Acho que a filosofia pós-Kant ao rebaixar a idéia do divino a uma idéia indemonstrável via meios elucubrativos filosóficos-científicos deu um empuxe vigoroso ao evoluir da ciência mas também pode-se notar que baseando-se no viés filosófico do século XIX e XX o homem também foi rebaixado a um animal tão somente dotado de inteligência e com sentimentos e instintos em nada diferentes dos outros animais.Prefiro filosofias que exaltem o homem como um ser especial distinto dos animais do que ser caracterizado como um monstrengo destruidor cheio de incertezas e temores como é caracterizado pelas filosofias modernas.

Debora disse...

Hugo, para sua tristeza, o homem nao eh o centro do universo.

http://symbiosisgathering.com/2009/workshops/

No link acima um show de relativismo e pseudo-ciencia

Hugo disse...

Só existe ciência por causa do ser humano.Por isso somos superiores aos demais animais.Não somos o centro do Universo mas temos capacidade de modificá-lo e se quisermos de proteger os demais animais.Inteligência e conhecimento são as marcas da superioridade do homem sobre as demais criaturas.Infelizmente tem gente ou doutrinas que querem equivaler o homem aos demais animais ou até rebaixá-lo.

Maria do Espírito Santo disse...

Descartes morreu de pneumonia, não sei se virótica ou bacteriana, Hugo.
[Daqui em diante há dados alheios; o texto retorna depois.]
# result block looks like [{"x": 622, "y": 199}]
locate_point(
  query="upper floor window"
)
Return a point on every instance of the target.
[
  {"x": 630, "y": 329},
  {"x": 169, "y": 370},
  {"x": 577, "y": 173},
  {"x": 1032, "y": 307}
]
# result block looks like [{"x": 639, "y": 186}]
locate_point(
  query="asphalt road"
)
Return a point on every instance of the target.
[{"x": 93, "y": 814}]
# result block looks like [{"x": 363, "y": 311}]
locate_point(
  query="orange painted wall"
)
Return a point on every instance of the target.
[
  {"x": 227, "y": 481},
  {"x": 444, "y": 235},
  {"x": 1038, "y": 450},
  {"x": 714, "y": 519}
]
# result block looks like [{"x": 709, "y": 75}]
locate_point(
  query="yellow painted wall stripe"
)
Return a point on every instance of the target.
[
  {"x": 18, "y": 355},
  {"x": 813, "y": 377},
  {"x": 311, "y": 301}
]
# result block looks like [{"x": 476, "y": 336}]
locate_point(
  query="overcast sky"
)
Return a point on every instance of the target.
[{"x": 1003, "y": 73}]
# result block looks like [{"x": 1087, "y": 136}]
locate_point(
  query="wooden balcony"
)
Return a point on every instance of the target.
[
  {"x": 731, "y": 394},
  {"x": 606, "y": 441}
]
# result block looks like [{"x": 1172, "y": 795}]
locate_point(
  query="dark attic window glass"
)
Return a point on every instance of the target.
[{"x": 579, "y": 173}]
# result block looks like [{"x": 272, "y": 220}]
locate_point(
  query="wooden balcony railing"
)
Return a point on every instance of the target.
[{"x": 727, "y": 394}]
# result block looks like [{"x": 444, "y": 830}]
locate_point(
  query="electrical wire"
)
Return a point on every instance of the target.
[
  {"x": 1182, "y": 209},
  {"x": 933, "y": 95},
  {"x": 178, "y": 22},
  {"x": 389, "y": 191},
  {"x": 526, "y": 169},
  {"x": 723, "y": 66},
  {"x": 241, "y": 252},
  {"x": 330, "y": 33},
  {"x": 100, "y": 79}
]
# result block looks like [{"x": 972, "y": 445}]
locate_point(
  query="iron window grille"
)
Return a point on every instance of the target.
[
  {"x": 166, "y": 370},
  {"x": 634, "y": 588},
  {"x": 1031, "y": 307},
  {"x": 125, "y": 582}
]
Nós todos somos frágeis, frágeis. Tão frágeis que serezinhos microscópicos dão cabo da gente num estalar de dedos, muitas vezes.

E isso apesar de todo avanço da ciência médica. Entre todos os animais, o animal humano é o que tem a infância mais longa. A inteligência dos homens é apenas um mecanismo de defesa contra esta extrema fragilidade. Mas, no final das contas, não resolve nada: somos mortais como todos os outros animais, ou talvez sejamos até mais mortais do que as bactérias, por exemplo.

O homem é finitíssimo e o conhecimento que o homem produz é finito também, como Kant disse. Deus é uma boa Idéia humana, diferente, sem dúvida da boa idéia que Lula consome.

E se o homem e todo o conhecimento humano é insuperavelmente finito, como provar a existência do infinito incomensurável do divino?

E convém lembrar que os filósofos operam idéias no âmbito da arquitetura dos conceitos.

Dizer que isso não interessa, que é balela e etcétera, é dar uma de Augusto Cury.